ArreauStandardPoodle said:


> Soooooo laid back, so sweet, so sociable. Wonderful, wonderful housemates, and they LOVE having furry pack members to snuggle with!


OH you bad bad woman! I know what you are trying to do.:lol:


----------



## KPoos (Aug 29, 2009)

The picture of Olie on his first day is the cutest thing I've seen.


----------



## ArreauStandardPoodle (Sep 1, 2009)

KPoos said:


> OH you bad bad woman! I know what you are trying to do.:lol:


Uh,Uh!!!


----------



## Olie (Oct 10, 2009)

KPoos said:


> The picture of Olie on his first day is the cutest thing I've seen.


Aw thanks he has grown.


----------



## Michelle (Nov 16, 2009)

Funniest Photo of your dog

















Greatest how precious moment of your dog









mischievous


----------



## Michelle (Nov 16, 2009)

Best Action Photo of your dog









Proudest Moment- Beana (spoo I fostered and trained as a service dog) graduated and placed in a new home

















First day at home


----------



## Ladybug (Jan 2, 2010)

Cutest: I didn't take this, but my Cousin did and she wouldn't mind me using it!

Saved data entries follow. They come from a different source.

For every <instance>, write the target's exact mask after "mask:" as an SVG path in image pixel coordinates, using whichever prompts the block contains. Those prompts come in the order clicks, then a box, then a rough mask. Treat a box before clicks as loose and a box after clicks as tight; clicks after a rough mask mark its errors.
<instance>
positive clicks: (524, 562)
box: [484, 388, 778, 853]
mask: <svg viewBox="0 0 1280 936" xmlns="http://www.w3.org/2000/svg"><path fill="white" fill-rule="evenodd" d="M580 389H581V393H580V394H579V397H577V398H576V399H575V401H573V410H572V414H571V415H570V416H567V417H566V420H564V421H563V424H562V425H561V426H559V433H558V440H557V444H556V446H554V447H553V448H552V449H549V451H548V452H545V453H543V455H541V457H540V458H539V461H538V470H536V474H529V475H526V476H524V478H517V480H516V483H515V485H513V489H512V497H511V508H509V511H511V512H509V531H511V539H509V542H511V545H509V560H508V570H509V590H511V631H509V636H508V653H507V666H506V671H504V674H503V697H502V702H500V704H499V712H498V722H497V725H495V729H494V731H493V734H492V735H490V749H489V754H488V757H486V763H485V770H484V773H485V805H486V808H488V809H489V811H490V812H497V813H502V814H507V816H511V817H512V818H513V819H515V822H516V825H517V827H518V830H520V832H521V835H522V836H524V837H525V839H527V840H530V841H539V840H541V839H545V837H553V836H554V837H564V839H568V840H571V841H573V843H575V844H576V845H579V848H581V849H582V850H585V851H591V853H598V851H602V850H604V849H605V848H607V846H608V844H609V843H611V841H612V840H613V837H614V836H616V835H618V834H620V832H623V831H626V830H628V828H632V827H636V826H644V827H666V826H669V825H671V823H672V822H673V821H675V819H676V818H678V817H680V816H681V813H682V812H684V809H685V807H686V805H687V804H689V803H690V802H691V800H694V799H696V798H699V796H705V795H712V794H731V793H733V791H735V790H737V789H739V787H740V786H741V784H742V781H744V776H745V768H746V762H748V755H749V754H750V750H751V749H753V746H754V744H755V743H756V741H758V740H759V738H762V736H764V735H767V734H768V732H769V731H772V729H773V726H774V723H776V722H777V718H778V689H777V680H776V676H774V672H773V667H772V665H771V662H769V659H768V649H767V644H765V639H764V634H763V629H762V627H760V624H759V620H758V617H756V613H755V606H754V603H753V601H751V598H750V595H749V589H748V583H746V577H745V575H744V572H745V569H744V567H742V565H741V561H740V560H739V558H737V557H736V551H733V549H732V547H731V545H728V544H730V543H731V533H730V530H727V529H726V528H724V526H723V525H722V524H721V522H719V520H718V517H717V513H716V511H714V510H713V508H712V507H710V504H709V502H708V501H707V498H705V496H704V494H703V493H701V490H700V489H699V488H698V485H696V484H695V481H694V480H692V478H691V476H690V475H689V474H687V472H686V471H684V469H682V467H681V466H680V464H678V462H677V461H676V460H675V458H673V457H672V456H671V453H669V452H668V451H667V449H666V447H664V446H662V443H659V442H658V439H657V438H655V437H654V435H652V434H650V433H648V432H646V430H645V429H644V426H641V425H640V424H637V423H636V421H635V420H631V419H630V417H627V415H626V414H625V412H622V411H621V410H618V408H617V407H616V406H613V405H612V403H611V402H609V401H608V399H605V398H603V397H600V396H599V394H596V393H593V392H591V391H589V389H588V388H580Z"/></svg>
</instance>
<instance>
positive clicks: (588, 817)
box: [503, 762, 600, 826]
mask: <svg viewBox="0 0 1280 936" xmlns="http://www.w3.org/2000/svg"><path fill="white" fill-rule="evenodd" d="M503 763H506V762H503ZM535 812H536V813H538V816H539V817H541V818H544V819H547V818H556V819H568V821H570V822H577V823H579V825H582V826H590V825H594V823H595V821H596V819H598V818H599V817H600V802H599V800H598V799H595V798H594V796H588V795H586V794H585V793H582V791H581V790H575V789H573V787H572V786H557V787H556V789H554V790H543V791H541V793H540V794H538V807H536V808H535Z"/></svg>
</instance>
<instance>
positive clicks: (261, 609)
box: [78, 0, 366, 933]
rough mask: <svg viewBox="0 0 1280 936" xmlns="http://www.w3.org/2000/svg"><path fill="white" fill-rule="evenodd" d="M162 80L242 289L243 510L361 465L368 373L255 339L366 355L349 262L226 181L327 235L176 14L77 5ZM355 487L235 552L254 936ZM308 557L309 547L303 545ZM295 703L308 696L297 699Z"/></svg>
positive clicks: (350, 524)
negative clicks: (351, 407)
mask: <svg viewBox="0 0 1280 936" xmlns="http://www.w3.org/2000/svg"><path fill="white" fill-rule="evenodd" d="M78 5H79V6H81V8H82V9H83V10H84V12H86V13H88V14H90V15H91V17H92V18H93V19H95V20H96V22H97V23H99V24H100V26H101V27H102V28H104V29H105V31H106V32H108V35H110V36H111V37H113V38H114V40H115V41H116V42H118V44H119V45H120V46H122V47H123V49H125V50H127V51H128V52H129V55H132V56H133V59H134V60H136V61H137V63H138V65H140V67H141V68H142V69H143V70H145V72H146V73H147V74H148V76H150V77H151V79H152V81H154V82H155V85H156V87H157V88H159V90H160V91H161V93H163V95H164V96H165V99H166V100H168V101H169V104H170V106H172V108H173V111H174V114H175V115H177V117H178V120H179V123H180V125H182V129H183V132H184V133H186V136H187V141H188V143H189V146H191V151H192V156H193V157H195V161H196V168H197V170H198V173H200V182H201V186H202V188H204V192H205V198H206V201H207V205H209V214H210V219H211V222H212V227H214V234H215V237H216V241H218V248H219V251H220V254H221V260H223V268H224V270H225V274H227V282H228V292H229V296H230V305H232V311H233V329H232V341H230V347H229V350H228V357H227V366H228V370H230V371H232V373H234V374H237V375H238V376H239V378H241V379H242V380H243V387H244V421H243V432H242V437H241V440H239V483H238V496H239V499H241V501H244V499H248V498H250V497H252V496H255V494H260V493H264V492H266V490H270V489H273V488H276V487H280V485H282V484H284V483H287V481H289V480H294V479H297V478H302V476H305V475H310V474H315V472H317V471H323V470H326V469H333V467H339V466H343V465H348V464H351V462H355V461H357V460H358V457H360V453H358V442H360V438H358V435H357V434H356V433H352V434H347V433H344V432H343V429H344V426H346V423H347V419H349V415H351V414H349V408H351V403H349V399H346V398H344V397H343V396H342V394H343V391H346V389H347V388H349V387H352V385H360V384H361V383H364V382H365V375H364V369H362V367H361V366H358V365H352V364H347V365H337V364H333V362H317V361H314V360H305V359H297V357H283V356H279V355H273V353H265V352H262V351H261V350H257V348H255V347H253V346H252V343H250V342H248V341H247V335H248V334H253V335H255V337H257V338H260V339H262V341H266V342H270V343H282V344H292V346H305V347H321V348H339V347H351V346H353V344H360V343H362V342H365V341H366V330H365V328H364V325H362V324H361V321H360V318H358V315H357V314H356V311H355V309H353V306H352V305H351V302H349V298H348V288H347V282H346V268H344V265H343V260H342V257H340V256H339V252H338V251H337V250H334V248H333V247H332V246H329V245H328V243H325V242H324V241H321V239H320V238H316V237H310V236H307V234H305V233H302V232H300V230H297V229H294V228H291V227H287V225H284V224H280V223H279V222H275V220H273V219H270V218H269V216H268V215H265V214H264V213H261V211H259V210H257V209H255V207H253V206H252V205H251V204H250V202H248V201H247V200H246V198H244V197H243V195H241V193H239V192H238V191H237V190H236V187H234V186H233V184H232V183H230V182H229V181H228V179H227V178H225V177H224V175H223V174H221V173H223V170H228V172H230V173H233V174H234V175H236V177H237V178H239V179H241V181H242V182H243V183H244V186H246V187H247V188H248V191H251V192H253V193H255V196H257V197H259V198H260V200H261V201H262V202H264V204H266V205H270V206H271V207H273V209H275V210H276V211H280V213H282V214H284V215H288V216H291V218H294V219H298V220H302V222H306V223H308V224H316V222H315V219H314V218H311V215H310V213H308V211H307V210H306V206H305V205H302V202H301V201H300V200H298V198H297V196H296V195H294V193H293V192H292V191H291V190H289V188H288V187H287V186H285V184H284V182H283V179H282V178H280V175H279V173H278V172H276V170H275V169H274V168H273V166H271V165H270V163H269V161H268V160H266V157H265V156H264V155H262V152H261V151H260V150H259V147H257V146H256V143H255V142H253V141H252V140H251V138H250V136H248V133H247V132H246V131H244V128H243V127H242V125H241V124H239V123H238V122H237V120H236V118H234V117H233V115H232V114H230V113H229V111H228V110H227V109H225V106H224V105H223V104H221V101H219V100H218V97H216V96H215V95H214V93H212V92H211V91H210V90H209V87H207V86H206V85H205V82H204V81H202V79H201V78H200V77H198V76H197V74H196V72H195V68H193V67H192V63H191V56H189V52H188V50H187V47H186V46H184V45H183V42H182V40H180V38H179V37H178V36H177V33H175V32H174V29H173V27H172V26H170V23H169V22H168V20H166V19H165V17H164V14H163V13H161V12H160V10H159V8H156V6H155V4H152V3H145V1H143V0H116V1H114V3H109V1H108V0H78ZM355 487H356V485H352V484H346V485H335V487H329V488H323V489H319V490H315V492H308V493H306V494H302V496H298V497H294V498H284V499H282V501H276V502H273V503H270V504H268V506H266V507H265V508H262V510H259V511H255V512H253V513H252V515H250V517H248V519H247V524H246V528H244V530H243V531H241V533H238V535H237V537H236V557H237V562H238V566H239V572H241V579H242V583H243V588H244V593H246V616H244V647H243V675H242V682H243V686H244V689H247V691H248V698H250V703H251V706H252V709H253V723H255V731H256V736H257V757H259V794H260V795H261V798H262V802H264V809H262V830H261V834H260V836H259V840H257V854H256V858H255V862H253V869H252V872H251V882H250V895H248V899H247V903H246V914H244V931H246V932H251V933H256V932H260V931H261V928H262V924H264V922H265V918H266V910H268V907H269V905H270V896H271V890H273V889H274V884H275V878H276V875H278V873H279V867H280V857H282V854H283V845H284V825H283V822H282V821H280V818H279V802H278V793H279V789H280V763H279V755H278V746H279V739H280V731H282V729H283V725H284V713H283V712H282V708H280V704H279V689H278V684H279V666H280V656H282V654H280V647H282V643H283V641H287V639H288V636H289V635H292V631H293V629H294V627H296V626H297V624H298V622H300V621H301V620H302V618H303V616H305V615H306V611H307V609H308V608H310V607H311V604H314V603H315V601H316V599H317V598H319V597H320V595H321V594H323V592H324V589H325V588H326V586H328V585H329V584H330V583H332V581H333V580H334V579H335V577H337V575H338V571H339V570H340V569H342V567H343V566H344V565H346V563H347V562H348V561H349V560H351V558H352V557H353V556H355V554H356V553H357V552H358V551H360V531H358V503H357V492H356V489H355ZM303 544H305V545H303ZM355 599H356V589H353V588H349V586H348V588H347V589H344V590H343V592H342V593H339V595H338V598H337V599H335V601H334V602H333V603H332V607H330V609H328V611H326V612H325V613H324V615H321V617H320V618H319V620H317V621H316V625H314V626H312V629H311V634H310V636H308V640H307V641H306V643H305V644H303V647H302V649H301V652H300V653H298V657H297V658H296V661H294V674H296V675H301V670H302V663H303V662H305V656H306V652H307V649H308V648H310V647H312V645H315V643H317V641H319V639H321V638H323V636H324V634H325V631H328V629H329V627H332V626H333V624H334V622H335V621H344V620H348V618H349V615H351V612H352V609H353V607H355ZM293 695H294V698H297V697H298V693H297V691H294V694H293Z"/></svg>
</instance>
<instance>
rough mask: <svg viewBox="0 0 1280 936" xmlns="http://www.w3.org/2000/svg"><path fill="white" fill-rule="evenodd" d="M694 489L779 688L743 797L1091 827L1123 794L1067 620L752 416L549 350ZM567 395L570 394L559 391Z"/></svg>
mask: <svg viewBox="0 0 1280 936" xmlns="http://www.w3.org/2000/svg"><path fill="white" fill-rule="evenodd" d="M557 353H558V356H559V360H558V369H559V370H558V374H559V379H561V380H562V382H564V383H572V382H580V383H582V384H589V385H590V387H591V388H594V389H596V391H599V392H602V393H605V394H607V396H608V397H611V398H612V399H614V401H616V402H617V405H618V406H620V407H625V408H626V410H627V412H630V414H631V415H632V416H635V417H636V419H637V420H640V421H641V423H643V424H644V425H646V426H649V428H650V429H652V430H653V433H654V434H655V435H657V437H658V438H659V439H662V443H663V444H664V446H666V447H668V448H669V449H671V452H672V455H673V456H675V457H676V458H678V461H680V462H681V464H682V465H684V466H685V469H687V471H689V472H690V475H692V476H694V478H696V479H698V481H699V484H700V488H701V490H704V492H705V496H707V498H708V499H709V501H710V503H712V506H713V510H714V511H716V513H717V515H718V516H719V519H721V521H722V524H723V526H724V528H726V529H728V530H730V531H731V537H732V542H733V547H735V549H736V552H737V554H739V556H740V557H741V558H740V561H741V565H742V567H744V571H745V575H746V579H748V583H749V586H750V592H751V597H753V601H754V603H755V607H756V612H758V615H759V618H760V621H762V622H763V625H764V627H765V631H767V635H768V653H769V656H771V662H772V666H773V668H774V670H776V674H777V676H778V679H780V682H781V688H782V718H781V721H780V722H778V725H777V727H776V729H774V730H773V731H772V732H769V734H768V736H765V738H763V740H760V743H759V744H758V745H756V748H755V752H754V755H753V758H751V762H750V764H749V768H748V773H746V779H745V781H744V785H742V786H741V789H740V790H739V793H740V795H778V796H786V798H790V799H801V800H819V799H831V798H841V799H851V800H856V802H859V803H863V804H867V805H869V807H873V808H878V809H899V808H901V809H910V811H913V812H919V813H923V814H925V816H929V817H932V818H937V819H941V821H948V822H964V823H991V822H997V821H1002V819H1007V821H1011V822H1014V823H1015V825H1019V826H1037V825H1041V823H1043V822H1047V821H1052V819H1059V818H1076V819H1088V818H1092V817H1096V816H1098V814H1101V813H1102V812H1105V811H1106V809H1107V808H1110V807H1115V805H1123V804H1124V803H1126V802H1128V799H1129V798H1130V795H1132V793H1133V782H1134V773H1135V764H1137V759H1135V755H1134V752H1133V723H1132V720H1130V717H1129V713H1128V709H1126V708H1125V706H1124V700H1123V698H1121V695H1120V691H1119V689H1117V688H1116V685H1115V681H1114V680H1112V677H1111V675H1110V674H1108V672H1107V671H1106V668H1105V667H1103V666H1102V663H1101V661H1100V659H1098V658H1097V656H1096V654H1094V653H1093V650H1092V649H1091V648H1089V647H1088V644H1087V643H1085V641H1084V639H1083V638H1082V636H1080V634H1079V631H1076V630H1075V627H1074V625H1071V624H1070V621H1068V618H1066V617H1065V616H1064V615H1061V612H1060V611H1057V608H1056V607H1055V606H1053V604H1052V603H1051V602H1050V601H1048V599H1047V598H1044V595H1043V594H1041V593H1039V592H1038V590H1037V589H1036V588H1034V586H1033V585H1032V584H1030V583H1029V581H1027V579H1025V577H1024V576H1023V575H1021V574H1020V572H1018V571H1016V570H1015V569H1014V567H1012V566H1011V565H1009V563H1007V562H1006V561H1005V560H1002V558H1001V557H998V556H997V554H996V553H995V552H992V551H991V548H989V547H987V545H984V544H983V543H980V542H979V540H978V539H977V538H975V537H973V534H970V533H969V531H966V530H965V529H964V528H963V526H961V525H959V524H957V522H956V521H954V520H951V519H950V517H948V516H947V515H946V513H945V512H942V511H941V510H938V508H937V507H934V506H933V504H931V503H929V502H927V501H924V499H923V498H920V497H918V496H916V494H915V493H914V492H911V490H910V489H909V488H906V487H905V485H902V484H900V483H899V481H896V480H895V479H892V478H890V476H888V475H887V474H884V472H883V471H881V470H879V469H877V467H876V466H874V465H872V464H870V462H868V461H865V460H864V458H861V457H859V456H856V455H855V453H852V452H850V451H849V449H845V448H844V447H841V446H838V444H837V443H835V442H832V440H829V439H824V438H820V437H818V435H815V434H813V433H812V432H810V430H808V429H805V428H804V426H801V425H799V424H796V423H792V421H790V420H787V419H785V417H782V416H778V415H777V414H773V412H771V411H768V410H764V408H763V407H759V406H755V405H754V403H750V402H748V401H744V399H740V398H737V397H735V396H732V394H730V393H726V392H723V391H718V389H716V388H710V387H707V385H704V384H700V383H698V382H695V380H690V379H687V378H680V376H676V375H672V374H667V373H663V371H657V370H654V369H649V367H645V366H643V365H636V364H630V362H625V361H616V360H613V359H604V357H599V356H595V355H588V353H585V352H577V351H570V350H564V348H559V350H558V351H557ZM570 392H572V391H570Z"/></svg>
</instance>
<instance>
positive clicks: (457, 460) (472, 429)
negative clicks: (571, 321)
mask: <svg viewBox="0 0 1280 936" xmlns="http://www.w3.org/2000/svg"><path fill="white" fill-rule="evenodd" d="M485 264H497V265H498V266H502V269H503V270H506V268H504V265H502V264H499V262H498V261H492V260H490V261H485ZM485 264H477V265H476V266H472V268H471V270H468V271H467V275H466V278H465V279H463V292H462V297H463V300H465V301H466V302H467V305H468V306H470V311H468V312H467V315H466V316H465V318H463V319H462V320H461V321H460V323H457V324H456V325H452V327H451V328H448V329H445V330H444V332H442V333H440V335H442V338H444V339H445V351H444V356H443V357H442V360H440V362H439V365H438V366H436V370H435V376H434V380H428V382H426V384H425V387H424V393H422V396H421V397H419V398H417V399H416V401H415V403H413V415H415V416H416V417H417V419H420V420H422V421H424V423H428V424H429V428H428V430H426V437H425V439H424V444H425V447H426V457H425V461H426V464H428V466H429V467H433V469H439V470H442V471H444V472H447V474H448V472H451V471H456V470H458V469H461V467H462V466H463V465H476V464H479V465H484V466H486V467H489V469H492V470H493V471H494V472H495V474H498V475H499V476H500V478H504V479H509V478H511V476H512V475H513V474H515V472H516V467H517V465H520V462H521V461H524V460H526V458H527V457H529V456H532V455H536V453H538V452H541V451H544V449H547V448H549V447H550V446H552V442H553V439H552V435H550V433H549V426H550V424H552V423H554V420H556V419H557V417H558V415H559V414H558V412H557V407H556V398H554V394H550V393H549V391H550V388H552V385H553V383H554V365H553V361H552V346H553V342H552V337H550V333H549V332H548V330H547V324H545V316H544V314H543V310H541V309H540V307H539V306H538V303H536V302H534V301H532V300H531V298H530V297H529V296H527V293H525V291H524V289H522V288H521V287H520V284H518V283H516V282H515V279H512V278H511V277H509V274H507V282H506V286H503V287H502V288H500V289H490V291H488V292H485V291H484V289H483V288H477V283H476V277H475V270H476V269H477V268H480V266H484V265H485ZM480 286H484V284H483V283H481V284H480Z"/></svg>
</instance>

That's my Angus when he was just a few days old!









Mischievous... he was racing around in the snow, not listening to me at all... then uuuurch, "What Mom?"









I just love this picture...









This is a Sweet moment between Gentry and my youngest...


----------



## ArreauStandardPoodle (Sep 1, 2009)

I apolgize. If I knew how to post bigger photos like you all do, and put captions on them...but I am not that advanced yet. So, I am sorry my photos aren`t organized into categories, but I am sure you can tell which one fits which category.


----------



## 814 (Jul 3, 2009)

Great Photos everyone. All your dogs are so precious


----------



## Mercury's Mom (Dec 6, 2009)

Birdie, I LOVE the "mine" photo! I love the perspective plus I have a thing for poodle feet, Im wierd that way. 

I guess I need to look through the photos of my boys to post here...I probably won't get to it untill tomorrow afternoon though. My computer is down (again) so Im using my phone right now and can't post with it.


----------



## 814 (Jul 3, 2009)

some of my favorites of ginger Standard poodle, dolce dachshund, cooper golden, and adonis my daughters siberian cat.


----------



## Ladybug (Jan 2, 2010)

I LOVE the one of the dachshund in the hoodie! How cute!

Great pictures everyone. I love seeing everyone's dogs!


----------



## Birdie (Jun 28, 2009)

gingersnap said:


> some of my favorites of ginger Standard poodle, dolce dachshund, cooper golden, and adonis my daughters siberian cat.


Hahah that picture of the cat and dog is so cute!! The kitty looks a bit like a vampire chomping on his neck like that! What a beautiful dachshund btw.


----------



## flyingduster (Sep 6, 2009)

1. Funniest Photo of your dog; pick any of the below!

2. Greatest how precious moment of your dog
too many!


----------



## flyingduster (Sep 6, 2009)

3. Caught in the cookie jar photo of your dog (basically your dog being mischevious)
not mischevious, but frustratingly yuck:










4. Best Action Photo of your dog
again, too many!


----------



## flyingduster (Sep 6, 2009)




----------



## flyingduster (Sep 6, 2009)

5. Proudest Moment (basically a day that stands out, either an award or competion)
One of the proudest moments for me *ever* is winning the NZ groomer of the year award, with paris









6. 
well this is her first day when she came home to LIVE with me forever:









but there's also this one, which is when I first met her when she was first surrendered:


----------



## jak (Aug 15, 2009)

1. Funniest Photo(s) of your dog























2. Greatest how precious moment of your dog








(this is actually Paris!!)


----------



## jak (Aug 15, 2009)

Sulking in the tent on the first day of camping, wishing she was at home!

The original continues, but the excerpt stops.